Энди Чемберс - Путь эльдар: Омнибус
— Вы оказали мне большую честь, пожелав стать свидетелями торжественного открытия моей последней работы, — начал он ровным голосом, без усилий достигая самых отдаленных гостей. — Многие знают, что я черпаю огромное вдохновение в эпохе до Войны в небесах. Я смотрю на наш золотой век не с сожалением об утраченном рае, но с печалью о том, что такие времена прошли. В первом веке нашего народа я вижу мир, вселенную, которую все мы можем стремиться воссоздать. Хотя боги и ушли, от нас зависит, чтобы их деяния стали реальностью, и, горя желанием воссоздать небеса, принести мир, которого все мы заслуживаем. Наша цивилизация не погибла, пока мы все еще поем о тех временах, воссоздаем их посредством живописи и ваяния, те времена, о которых мы помним лишь мифы. Все мы знаем, что легенда может стать истиной, что граница между мифом и реальностью четко не определена. Я бы хотел взяться за миф и сделать его реальностью.
Корландриль продолжал еще долго, ссылаясь на тех, кто оказал на него влияние, и на свои мечты, пространно излагая идеи философских и эстетических направлений, которые легли в основу создания этой скульптуры. Он говорил плавно и с чувством, озвучивая мысли, которые были обкатаны и доведены до совершенства в течение долгого процесса создания скульптуры. Он говорил о сложностях органического и неорганического, о сопоставлении линии и кривой, о противопоставлении твердого и жидкого.
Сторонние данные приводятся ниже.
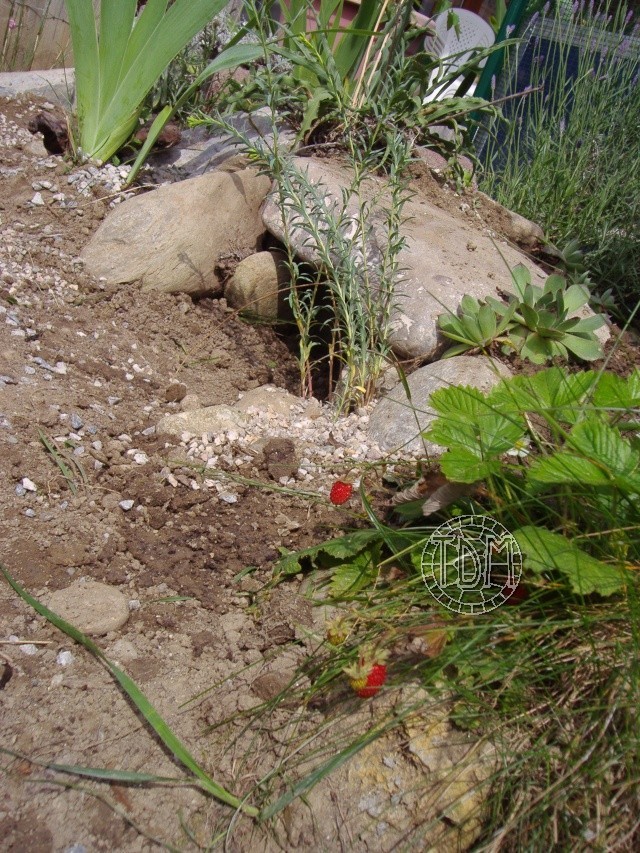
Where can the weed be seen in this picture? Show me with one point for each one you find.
(570, 158)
Пока он говорил, его взгляд свободно блуждал по толпе гостей, оценивая их реакцию и настроение. Большинство было совершенно поглощено его речью, не отводя глаз от оратора и жадно глотая каждый звук. Несколько гостей стояли с выражением вежливого внимания на лицах, и Корландриль на миг испытал смятение, осознав, что один из них — Арадриан. Однако его голос остался ровным, он смел обеспокоенность собственным энтузиазмом, одновременно отыскивая глазами Тирианну Он увидел девушку в первых рядах, полную заинтересованности и ожидания, ее взгляд постоянно перескакивал с Арадриана на голополе, которое скрывало его работу.
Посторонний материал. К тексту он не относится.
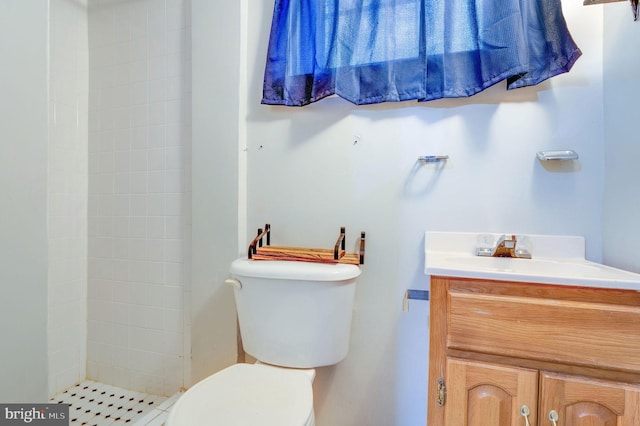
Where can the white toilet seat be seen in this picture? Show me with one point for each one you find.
(247, 395)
Завершив речь, Корландриль позволил себе драматическую паузу, смакуя предвкушение, которым он наполнил свою аудиторию. Он подошел к маленькому круглому столику на спиральной ножке, стоявшему сбоку, в центре которого находился хрустальный бокал с темно-красным вином. Он пригубил напиток, наслаждаясь его теплом на губах, его пикантностью на языке и нежной ноткой послевкусия в горле, одновременно упиваясь безмолвной тишиной, наступившей после его речи.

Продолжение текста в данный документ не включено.